The project gave Delamont and Mitchell the chance to design a car from scratch: “It was a logical development of the Kieft,” says Mitchell. “Same sort of weight distribution and suspension, and so on.”
But the Staride, Mitchell reckons, moved the art of F3 design on a bit. It featured a centrally mounted fuel tank between the forward-seated driver and engine, and rising-rate suspension using a single shock absorber and torsion bars at the rear.
The Staride was a regular contender over the next few years and arguably had its finest hour at the big annual August Bank Holiday meeting at Brands Hatch in 1953. A crowd of 50,000 turned out to watch two big F3 contests – the August Sprint Race and The Daily Telegraph International Challenge Trophy – each with four heats and a final.
Reg Bicknell – another Southampton man, friend of Erskine’s and later a works Lotus sportscar driver -won both his heats in his yellow Staride. In the August Sprint final, he was beaten only by F3 king Don Parker and emerging star Stuart Lewis-Evans. At the start of The Daily Telegraph final, heading into Clearways on a circuit that ran anti-clockwise then, Reg was involved in a first-lap skirmish, rolled and broke his shoulder.
There were another couple of top-three results in international events for Bicknell in 1953, and the following year Dennis Taylor had similar success, but otherwise the Starides (around 10 were built) usually notched up successes only in lesser events.
A couple of years later, though, it played a small yet significant role in racing history. In 1956, Yorkshire hopeful Taylor bought a JAP-engined Staride.
“The first race we entered was at Brough Aerodrome and we finished second to Parker,” recalls Taylor. “We got a cheque for £20. That was a lot of money then.”
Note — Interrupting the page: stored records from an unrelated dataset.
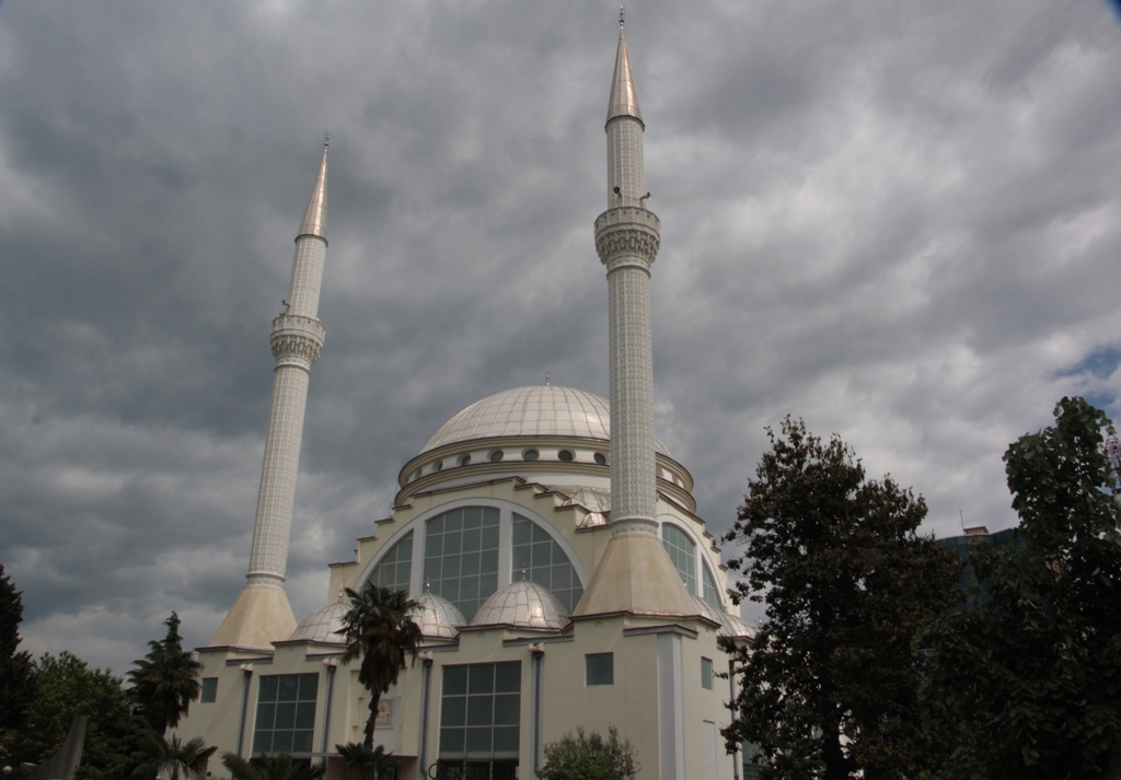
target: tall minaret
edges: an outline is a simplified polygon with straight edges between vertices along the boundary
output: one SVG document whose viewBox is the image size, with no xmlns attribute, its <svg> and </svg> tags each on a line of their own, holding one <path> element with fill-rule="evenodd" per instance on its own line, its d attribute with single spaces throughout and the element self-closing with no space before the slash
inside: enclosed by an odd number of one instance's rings
<svg viewBox="0 0 1121 780">
<path fill-rule="evenodd" d="M 330 139 L 328 139 L 330 140 Z M 219 628 L 212 646 L 268 648 L 288 639 L 296 619 L 284 592 L 288 537 L 296 501 L 296 473 L 304 436 L 304 410 L 312 364 L 323 349 L 325 331 L 316 318 L 323 261 L 327 253 L 327 142 L 319 175 L 296 236 L 291 288 L 285 310 L 272 321 L 272 411 L 265 440 L 265 465 L 257 498 L 253 549 L 245 588 Z"/>
<path fill-rule="evenodd" d="M 608 104 L 608 211 L 595 249 L 608 269 L 611 368 L 611 539 L 576 615 L 605 612 L 689 615 L 692 597 L 658 537 L 654 436 L 650 267 L 660 221 L 647 210 L 642 112 L 623 20 Z"/>
</svg>

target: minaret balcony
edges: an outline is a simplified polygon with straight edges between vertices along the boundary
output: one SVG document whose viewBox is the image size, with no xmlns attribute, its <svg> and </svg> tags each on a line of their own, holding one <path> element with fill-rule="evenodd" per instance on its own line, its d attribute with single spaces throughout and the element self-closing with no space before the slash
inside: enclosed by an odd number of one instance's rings
<svg viewBox="0 0 1121 780">
<path fill-rule="evenodd" d="M 649 268 L 661 245 L 661 220 L 640 206 L 609 208 L 595 220 L 595 250 L 610 271 L 612 261 L 633 258 Z"/>
<path fill-rule="evenodd" d="M 272 356 L 277 363 L 295 361 L 311 366 L 323 349 L 327 331 L 315 317 L 281 314 L 272 321 Z"/>
</svg>

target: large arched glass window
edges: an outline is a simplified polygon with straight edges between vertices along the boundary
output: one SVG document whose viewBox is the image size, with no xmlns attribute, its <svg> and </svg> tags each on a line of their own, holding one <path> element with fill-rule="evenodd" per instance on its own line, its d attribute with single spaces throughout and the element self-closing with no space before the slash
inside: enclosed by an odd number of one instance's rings
<svg viewBox="0 0 1121 780">
<path fill-rule="evenodd" d="M 716 581 L 713 579 L 712 573 L 708 570 L 707 566 L 702 564 L 701 570 L 704 573 L 704 594 L 701 597 L 715 606 L 717 610 L 723 610 L 724 603 L 720 598 L 720 591 L 716 588 Z"/>
<path fill-rule="evenodd" d="M 521 572 L 556 596 L 568 614 L 584 595 L 580 577 L 560 545 L 529 518 L 515 514 L 512 579 L 520 579 Z"/>
<path fill-rule="evenodd" d="M 674 561 L 674 568 L 682 575 L 682 582 L 694 596 L 697 594 L 697 560 L 693 540 L 686 536 L 685 531 L 670 526 L 668 522 L 661 526 L 661 544 L 669 552 L 669 559 Z"/>
<path fill-rule="evenodd" d="M 390 591 L 408 591 L 413 574 L 413 531 L 389 548 L 370 574 L 370 582 Z"/>
<path fill-rule="evenodd" d="M 499 511 L 452 509 L 425 523 L 424 578 L 466 620 L 498 589 Z"/>
</svg>

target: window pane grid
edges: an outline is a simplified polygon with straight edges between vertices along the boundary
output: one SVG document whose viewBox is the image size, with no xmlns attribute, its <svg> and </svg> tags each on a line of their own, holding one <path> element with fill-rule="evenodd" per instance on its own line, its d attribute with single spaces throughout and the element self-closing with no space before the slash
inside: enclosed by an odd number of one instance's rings
<svg viewBox="0 0 1121 780">
<path fill-rule="evenodd" d="M 682 575 L 682 582 L 685 583 L 685 587 L 695 596 L 697 593 L 697 575 L 696 552 L 694 551 L 693 540 L 682 529 L 666 523 L 661 527 L 661 544 L 665 545 L 666 552 L 669 554 L 669 559 L 674 561 L 674 568 L 677 569 L 677 574 Z"/>
<path fill-rule="evenodd" d="M 254 753 L 311 753 L 318 674 L 266 675 L 257 694 Z"/>
<path fill-rule="evenodd" d="M 513 578 L 526 578 L 549 591 L 569 614 L 584 595 L 572 561 L 548 531 L 529 518 L 513 516 Z"/>
<path fill-rule="evenodd" d="M 521 661 L 444 667 L 439 759 L 518 758 Z"/>
<path fill-rule="evenodd" d="M 425 581 L 469 621 L 498 589 L 498 526 L 493 507 L 453 509 L 425 526 Z"/>
<path fill-rule="evenodd" d="M 702 565 L 701 570 L 704 574 L 704 594 L 701 597 L 717 610 L 723 610 L 724 603 L 720 597 L 720 591 L 716 589 L 716 581 L 712 578 L 707 566 Z"/>
<path fill-rule="evenodd" d="M 408 591 L 413 574 L 413 531 L 390 548 L 373 568 L 370 582 L 390 591 Z"/>
</svg>

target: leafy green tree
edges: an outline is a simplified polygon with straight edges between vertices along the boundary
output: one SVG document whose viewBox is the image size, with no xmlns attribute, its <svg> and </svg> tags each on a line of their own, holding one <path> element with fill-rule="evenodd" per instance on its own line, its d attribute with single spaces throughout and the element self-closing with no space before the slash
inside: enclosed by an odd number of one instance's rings
<svg viewBox="0 0 1121 780">
<path fill-rule="evenodd" d="M 1105 415 L 1081 398 L 1004 453 L 1013 544 L 979 540 L 983 587 L 915 647 L 923 702 L 958 728 L 946 777 L 1095 778 L 1121 752 L 1121 533 Z"/>
<path fill-rule="evenodd" d="M 361 591 L 346 588 L 346 596 L 350 604 L 339 631 L 348 643 L 343 662 L 362 659 L 358 679 L 370 691 L 363 744 L 373 750 L 373 727 L 381 696 L 397 682 L 406 659 L 416 660 L 421 635 L 411 615 L 421 607 L 407 592 L 390 591 L 369 581 Z"/>
<path fill-rule="evenodd" d="M 733 596 L 766 604 L 753 648 L 725 648 L 740 677 L 728 746 L 758 745 L 763 778 L 914 778 L 944 750 L 923 728 L 911 639 L 957 602 L 961 566 L 917 532 L 923 498 L 865 481 L 840 437 L 789 417 L 767 434 L 725 537 L 747 545 Z"/>
<path fill-rule="evenodd" d="M 158 734 L 178 725 L 191 703 L 198 698 L 203 665 L 183 649 L 179 616 L 174 612 L 164 621 L 167 635 L 163 642 L 148 642 L 148 654 L 132 661 L 129 671 L 129 700 L 151 730 Z"/>
<path fill-rule="evenodd" d="M 630 740 L 620 740 L 619 730 L 608 728 L 608 739 L 599 733 L 565 734 L 545 745 L 545 767 L 540 780 L 634 780 L 641 767 Z"/>
<path fill-rule="evenodd" d="M 0 564 L 0 745 L 6 730 L 22 725 L 24 712 L 35 697 L 31 653 L 19 652 L 19 624 L 24 621 L 22 593 Z"/>
<path fill-rule="evenodd" d="M 217 747 L 207 746 L 201 736 L 187 742 L 180 742 L 178 736 L 165 739 L 161 734 L 148 731 L 140 735 L 137 750 L 132 754 L 135 769 L 131 777 L 135 780 L 152 780 L 161 772 L 168 772 L 169 780 L 203 780 L 210 758 Z"/>
<path fill-rule="evenodd" d="M 89 715 L 78 780 L 115 780 L 115 749 L 129 734 L 130 715 L 121 678 L 109 670 L 90 669 L 85 661 L 63 651 L 44 653 L 35 663 L 37 694 L 26 722 L 13 740 L 13 760 L 41 763 L 66 739 L 75 715 Z M 16 765 L 15 763 L 12 765 Z"/>
<path fill-rule="evenodd" d="M 346 769 L 362 780 L 378 780 L 382 773 L 388 777 L 397 764 L 392 754 L 386 752 L 385 745 L 377 745 L 371 750 L 360 742 L 348 742 L 335 745 L 335 750 L 343 756 Z"/>
<path fill-rule="evenodd" d="M 319 780 L 325 764 L 311 764 L 291 760 L 288 753 L 274 759 L 266 755 L 247 761 L 237 753 L 222 753 L 222 764 L 232 780 Z"/>
</svg>

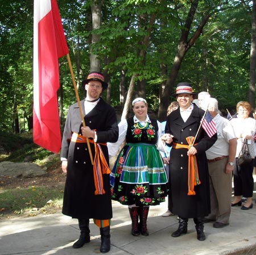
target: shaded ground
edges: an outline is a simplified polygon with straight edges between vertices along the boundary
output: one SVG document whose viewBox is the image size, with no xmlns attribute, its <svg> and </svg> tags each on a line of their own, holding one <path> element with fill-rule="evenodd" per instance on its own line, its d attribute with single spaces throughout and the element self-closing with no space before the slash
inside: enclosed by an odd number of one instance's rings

Taylor didn’t keep the Staride long, partly because an up-front driving position worried his father and partly because faster cars were by then around. He soon moved on to an ex-Lewis-Evans Cooper.
“It taught you one or two things,” says Taylor of the Staride. “It was our first single-seater and we thought it was great until the Coopers started to come past us, that is. It was quite a good car originally, but it was never a match for the Cooper-Nortons, especially with that JAP engine.”
Taylor also found his car to be a bit of a handful. “You more or less sat right over the front wheels,” he says “And, with the negative camber on the back wheels, if you lost it… It was sort of swinging about at the back and when it went, it really did go.”